CFF-Cargo: La longue marche des Officine

Comment se préparer à affronter la concurrence patronale

Matteo Poretti

Dans ces jours de fête pour la victoire quasiment historique obtenue par les salariés des Officine (les Ateliers des CFF de Bellinzona), il peut paraître étrange voire de mauvais goût de parler des menaces qui pointent à l’horizon. Si la signature de l’accord du 28 novembre dernier marque une date historique pour le mouvement ouvrier dans son entier, cela ne signifie pas pour autant que les forces qui avaient tout intérêt à (faire) fermer le site de Bellinzona aient renoncé à leurs objectifs. Et nous devons malheureusement constater que des signes inquiétants indiquent d’ores et déjà qu’une contre-offensive est lancée dans le but d’élever durement le degré de concurrence dans le secteur économique qui est celui des Officine de Bellinzona. C’est une dynamique qui s’inscrit dans la perspective de 2013, date à laquelle CFF Cargo SA peut, selon l’accord, décrocher définitivement de Bellinzona. Ces menaces sont à prendre au sérieux et doivent être intégrées à notre réflexion dès aujourd’hui.

La concurrence s’active envers et contre tout…

Le transport de marchandises sur rail et le ferroutage sont des secteurs en pleine expansion ; selon certaines estimations, la croissance pourrait atteindre 10% annuels.
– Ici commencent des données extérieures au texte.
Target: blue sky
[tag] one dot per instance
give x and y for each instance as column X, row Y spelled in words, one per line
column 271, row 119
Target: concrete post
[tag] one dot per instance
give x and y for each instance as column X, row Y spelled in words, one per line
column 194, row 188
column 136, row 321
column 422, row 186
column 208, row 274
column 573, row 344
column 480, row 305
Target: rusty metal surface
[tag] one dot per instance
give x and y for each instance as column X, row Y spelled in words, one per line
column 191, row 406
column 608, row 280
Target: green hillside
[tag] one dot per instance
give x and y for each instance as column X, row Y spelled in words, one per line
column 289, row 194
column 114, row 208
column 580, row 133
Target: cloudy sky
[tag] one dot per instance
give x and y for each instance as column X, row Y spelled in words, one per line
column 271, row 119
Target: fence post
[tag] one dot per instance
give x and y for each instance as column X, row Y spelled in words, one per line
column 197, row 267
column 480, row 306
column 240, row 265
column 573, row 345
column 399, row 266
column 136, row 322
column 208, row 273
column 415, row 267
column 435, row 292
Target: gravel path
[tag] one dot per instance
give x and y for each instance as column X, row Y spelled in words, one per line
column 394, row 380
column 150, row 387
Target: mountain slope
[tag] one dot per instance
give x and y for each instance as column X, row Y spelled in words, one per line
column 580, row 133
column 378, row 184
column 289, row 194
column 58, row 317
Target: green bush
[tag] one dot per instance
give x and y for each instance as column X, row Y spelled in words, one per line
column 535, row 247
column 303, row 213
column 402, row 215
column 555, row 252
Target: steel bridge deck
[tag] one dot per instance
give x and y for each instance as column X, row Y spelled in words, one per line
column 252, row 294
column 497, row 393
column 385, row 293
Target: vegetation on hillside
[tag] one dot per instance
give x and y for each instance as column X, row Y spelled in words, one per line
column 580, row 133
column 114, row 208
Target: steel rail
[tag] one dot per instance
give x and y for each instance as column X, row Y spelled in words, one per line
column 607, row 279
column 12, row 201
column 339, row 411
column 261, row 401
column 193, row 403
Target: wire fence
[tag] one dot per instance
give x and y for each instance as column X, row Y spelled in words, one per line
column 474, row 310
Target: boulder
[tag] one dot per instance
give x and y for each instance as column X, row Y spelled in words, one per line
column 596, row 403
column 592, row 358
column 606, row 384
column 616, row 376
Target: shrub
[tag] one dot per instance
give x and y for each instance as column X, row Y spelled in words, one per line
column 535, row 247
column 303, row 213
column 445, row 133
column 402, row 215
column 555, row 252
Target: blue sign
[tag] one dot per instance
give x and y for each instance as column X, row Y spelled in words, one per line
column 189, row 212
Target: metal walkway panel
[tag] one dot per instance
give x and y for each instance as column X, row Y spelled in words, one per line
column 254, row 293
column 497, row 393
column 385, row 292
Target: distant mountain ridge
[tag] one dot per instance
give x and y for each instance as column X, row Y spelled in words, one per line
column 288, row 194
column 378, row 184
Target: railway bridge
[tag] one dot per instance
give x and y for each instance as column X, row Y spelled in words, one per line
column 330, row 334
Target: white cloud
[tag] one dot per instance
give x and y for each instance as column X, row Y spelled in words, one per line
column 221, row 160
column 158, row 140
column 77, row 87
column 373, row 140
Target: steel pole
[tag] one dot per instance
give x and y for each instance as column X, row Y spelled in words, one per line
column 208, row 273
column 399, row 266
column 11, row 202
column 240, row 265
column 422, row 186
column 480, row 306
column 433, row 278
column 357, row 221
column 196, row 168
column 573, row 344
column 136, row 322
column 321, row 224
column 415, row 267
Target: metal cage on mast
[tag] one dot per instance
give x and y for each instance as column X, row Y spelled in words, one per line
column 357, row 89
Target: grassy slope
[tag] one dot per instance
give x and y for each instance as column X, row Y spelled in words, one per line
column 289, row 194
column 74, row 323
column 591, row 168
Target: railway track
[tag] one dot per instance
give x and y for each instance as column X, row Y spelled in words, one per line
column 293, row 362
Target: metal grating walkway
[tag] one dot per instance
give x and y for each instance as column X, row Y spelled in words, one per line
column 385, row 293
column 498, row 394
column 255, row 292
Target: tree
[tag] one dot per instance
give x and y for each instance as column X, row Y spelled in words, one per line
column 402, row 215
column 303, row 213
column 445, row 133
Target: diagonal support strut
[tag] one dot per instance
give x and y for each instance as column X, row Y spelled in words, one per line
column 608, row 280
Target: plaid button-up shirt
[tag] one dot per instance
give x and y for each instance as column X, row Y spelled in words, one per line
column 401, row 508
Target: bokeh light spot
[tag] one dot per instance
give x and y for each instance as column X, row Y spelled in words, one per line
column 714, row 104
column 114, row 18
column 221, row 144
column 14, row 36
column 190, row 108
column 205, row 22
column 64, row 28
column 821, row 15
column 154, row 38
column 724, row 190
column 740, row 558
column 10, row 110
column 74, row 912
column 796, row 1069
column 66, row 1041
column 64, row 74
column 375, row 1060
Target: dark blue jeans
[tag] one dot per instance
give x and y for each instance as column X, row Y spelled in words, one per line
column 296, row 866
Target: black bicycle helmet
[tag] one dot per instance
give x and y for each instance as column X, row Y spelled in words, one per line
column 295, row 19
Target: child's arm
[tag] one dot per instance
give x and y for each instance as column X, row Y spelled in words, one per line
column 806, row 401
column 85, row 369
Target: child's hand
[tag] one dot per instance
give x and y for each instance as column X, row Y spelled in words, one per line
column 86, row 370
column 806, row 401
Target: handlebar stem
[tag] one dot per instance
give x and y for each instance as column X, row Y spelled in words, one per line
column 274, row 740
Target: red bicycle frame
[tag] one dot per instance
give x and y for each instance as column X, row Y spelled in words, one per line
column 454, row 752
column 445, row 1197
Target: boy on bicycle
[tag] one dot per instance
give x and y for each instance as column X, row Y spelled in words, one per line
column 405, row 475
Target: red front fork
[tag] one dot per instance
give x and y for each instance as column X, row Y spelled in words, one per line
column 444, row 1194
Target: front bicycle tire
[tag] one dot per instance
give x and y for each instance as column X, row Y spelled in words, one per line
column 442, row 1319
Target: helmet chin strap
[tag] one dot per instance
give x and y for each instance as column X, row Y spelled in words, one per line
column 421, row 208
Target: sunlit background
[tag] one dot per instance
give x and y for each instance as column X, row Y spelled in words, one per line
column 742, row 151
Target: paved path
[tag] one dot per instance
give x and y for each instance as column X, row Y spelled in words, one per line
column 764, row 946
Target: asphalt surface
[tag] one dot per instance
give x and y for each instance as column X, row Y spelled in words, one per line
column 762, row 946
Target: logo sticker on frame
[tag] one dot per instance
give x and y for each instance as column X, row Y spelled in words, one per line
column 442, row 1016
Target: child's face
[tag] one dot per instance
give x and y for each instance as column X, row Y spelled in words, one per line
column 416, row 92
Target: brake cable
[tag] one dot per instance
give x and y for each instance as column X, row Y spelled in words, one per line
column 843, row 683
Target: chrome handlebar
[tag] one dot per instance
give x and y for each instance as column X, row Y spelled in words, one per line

L’importance des commandes de nouveaux wagons à l’industrie de la construction mécanique ne semble pas démentir ces prévisions. Le cas échéant, les tâches de maintenance du matériel mobile augmenteront en conséquence, ce qui est du reste déjà dans la ligne de mire de plusieurs entreprises qui veulent se lancer à la conquête de nouvelles parts du marché. La tentative de fermeture des Officine de Bellinzona a mis à jour un plan clair et concerté. L’activité du site industriel de Bellinzona aurait dû être reprise par une joint venture privée, issue principalement de trois acteurs. Le premier était CFF Cargo SA, qui se libérait ainsi de la gestion directe des Officine et, surtout, qui obtenait de la sorte les mêmes prestations à des coûts inférieurs, ceux du secteur privé. Cette solution avantageuse aurait renforcé CFF Cargo dans sa transformation progressive en une société commerciale du secteur du transport de marchandises. Le second acteur était la société Ferriere Cattaneo SA de Giubiasco, le troisième était l’argovienne Josef Meyer Transport Technology AG, toutes deux prêtes à prendre en charge le surcroît de travail apporté en dot par CFF Cargo SA, s’insérant ainsi dans ce qui est pour elles un nouveau créneau rentable. Après le premier sauvetage des Officine, les trois larrons ne se sont pas perdus dans des états d’âme et se sont aussitôt retournés vers un projet alternatif. Dès le mois de juin, Aleardo Cattaneo annonçait la décision de principe de créer – avec l’inséparable Josef Meyer Transport Technology – une structure destinée à la maintenance des wagons marchandises privés. Et depuis quelques jours une nouvelle a été confirmée: un important centre de maintenance des wagons marchandises, plus particulièrement des wagons porte-containers (les wagons-poche), entrera en fonction en 2010, le long de la transversale ferroviaire Nord-Sud, probablement sur territoire italien.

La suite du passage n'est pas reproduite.